Because of all these characteristics, Ektar 100 is beloved by commercial photographers. This also makes it incredibly versatile, being suited to capturing most subject matter, from fashion to products, and nature to travel photography. Its sharpness does make it ideal for shooting landscapes, however.
It must be mentioned, however, that this film stock does have its drawbacks. It does not have a wide exposure latitude, largely due to the fact that it is a slower speed film. This means it cannot handle incorrect exposure or difficult lighting environments as well as other Kodak film stocks. Incorrect exposure causes colour shifts. With underexposure, the colours quickly become muddied, while overexposure will cause them to be very washed out and pastel-like. Additionally, without very even and careful exposure, your skin tones can come out very red or magenta, meaning it is a trickier choice for portrait work.

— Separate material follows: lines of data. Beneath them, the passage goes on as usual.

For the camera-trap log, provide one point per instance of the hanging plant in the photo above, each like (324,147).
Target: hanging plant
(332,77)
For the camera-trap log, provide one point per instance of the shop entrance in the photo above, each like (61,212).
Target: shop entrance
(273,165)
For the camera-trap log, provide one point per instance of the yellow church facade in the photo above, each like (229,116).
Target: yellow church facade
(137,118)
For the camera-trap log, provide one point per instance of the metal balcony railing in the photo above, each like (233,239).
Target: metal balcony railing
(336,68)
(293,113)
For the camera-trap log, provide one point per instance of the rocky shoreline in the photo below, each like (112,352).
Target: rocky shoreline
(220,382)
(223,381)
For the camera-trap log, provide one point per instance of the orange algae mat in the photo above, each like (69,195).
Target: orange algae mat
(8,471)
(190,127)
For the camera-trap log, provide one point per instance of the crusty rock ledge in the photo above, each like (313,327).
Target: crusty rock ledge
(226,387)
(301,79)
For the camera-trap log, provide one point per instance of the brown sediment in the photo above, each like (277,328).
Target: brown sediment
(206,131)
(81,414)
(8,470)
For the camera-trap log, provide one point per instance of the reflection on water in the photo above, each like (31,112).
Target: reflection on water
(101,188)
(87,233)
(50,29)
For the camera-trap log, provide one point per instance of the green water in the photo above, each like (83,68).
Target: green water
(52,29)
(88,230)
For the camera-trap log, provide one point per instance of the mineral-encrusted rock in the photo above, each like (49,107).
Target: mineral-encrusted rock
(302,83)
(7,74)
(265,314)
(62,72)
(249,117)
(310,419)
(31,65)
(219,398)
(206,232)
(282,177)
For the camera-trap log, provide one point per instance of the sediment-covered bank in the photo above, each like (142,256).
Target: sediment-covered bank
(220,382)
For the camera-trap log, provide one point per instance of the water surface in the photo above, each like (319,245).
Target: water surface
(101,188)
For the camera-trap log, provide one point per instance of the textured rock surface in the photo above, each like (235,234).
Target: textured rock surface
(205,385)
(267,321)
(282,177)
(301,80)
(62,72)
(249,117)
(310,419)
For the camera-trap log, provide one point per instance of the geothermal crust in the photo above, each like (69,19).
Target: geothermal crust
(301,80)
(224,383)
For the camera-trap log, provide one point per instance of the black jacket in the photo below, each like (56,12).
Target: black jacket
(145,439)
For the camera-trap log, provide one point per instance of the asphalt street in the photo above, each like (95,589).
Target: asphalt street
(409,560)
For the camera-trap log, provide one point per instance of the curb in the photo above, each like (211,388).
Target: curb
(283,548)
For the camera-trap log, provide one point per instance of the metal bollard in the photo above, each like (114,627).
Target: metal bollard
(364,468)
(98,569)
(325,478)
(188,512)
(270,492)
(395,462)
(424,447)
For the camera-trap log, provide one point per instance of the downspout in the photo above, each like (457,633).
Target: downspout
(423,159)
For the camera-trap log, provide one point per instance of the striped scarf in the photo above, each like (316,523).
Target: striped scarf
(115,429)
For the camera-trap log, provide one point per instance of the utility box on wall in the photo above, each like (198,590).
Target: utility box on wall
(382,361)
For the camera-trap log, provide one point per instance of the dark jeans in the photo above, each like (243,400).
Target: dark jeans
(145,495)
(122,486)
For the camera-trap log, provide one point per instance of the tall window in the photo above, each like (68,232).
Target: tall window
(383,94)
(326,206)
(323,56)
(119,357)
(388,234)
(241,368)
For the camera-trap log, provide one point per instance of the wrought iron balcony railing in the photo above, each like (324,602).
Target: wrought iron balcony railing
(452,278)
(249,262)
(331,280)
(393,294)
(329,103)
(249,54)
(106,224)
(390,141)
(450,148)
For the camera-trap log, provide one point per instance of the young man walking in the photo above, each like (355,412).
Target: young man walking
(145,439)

Ektar 100 is not the film stock I would recommend for beginner analogue shooters. This is due to its exacting relationship with exposure: if you don’t nail your exposure every time, you are likely going to get an undesirable result that is very difficult or totally impossible to correct in post-processing. It is also in the more expensive price bracket, retailing for around R215 a roll. This means that the cost quickly becomes a problem if you have to shoot through a lot of rolls to get consistent results, which often happens when you’re a newbie. Finally, inexperienced film photographers tend to take longer to shoot through their film rolls, likely meaning that they are dealing with a variety of different shooting conditions while making their way through one roll. Ektar is not well suited to this scenario, as it requires consistent lighting in order to perform at its best.
For my baby analogue shooters out there, go for something more forgiving, versatile and cost-effective like Fujicolor C200, Kodak Gold or Kodak ColorPlus and get comfortable with those options before trying something a bit more difficult like Ektar.